US visas: H-1B cap reached, final rule on E-3
Law-Now
12.09.2005
The United States Citizenship and Immigration Services (USCIS) has announced that the 65,000 annual cap on H-1B visas has been reached for the fiscal year 2006. USCIS stated that the final receipt date for applications is 10 August 2005.
Prospective employers wishing to hire foreign specialty workers under the H-1B scheme will be required to wait until 1 April 2006 before filing the petition. Once approved, the employee may not begin work until 1 October 2006.
Prospective employers should remember that an additional 20,000 H-1B visas are available each year to foreign workers who have US-earned Master's degrees or higher. At present, approximately 10,000 visas are still available for fiscal year 2005, and 12,000 visas are still available for fiscal year 2006.

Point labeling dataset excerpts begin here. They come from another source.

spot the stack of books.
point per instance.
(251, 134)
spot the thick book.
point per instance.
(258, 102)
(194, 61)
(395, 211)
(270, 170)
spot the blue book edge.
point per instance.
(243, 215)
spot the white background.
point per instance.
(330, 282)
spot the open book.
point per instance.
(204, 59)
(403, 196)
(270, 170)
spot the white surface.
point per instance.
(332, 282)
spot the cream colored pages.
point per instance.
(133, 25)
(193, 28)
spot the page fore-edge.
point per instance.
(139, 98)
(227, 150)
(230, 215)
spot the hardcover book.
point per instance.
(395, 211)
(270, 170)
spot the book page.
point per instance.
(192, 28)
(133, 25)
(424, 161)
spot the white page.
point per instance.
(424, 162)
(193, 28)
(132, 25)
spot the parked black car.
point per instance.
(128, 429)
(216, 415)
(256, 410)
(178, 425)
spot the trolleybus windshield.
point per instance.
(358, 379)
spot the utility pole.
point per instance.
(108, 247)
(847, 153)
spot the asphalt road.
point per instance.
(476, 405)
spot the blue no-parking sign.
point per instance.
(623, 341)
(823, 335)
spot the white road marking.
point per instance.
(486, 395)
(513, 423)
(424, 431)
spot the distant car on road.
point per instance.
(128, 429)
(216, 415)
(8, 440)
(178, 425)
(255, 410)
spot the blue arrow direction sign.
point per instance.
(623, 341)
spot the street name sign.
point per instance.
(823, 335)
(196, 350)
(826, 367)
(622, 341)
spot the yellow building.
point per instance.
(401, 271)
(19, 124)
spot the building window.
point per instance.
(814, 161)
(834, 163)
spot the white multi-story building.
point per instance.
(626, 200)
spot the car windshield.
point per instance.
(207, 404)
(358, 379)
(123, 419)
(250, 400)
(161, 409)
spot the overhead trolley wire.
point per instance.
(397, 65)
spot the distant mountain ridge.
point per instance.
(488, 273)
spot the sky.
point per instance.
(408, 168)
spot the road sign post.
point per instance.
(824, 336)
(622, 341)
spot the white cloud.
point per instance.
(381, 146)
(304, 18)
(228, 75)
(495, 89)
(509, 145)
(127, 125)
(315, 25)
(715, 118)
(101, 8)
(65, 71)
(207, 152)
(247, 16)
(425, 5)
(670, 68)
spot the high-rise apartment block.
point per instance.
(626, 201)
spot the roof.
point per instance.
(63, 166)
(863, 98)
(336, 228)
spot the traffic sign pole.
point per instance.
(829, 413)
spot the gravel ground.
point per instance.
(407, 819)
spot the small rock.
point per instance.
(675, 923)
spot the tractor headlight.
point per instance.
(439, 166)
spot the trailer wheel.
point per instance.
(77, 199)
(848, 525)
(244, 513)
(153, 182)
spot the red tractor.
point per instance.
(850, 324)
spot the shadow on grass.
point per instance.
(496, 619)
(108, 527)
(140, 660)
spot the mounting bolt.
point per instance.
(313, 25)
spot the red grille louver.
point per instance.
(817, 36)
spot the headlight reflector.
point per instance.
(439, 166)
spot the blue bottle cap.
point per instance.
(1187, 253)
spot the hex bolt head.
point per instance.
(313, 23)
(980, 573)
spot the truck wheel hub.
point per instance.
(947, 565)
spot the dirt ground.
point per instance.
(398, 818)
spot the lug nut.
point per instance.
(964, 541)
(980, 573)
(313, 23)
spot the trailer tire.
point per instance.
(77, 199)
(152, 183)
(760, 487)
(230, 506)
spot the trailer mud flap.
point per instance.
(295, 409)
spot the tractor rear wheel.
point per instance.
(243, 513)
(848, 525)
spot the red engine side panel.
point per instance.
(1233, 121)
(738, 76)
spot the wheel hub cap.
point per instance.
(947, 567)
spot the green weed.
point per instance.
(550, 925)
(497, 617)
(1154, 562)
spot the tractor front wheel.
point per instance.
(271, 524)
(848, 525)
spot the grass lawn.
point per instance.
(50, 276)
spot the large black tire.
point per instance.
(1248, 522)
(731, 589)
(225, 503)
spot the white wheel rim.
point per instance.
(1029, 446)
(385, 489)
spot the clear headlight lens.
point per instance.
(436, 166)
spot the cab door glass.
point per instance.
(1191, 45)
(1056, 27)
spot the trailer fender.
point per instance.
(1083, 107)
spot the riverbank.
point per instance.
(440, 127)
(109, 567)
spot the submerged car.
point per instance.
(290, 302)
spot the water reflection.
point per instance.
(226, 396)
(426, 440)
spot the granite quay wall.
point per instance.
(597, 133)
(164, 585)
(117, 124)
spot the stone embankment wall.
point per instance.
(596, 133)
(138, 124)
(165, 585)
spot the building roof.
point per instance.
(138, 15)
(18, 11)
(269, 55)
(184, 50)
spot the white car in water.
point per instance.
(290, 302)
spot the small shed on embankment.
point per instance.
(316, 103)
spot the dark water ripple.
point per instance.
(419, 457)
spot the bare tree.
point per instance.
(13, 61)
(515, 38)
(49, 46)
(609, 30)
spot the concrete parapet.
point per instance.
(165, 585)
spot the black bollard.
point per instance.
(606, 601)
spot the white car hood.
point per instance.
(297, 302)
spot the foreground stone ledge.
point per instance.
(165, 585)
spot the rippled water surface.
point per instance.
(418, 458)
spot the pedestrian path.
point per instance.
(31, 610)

An alternative to the H-1B is the newly developed E-3 category of visas. This visa expands the existing treaty trader and treaty investor visas to include a new category for non-immigrant in specialty occupations.
Currently, the E-3 visa category is available only to nationals of Australia and their dependents, and the visa is numerically limited to 10,500 annually. The specialty occupation requirement will be evaluated using the same criteria as for the H-1B visa, and states that the attainment of a bachelor's degree, or its equivalent, is required as a minimum for entry into the occupation. The prospective employer must file a Labor Condition Application (LCA) with the Department of Labor in the US, which contains attestations relating to the wages and working conditions of the position. Once the LCA is approved, the employee is then eligible to make a visa application at a consular post and must present the original LCA to the consular officer.
One advantage the E-3 visa has of its H-1B counterpart is that spouses of E-3 visa holders are eligible to apply for an Employment Authorization Document, which will allow them to work while in the US as the dependent of a primary E-3 visa holder.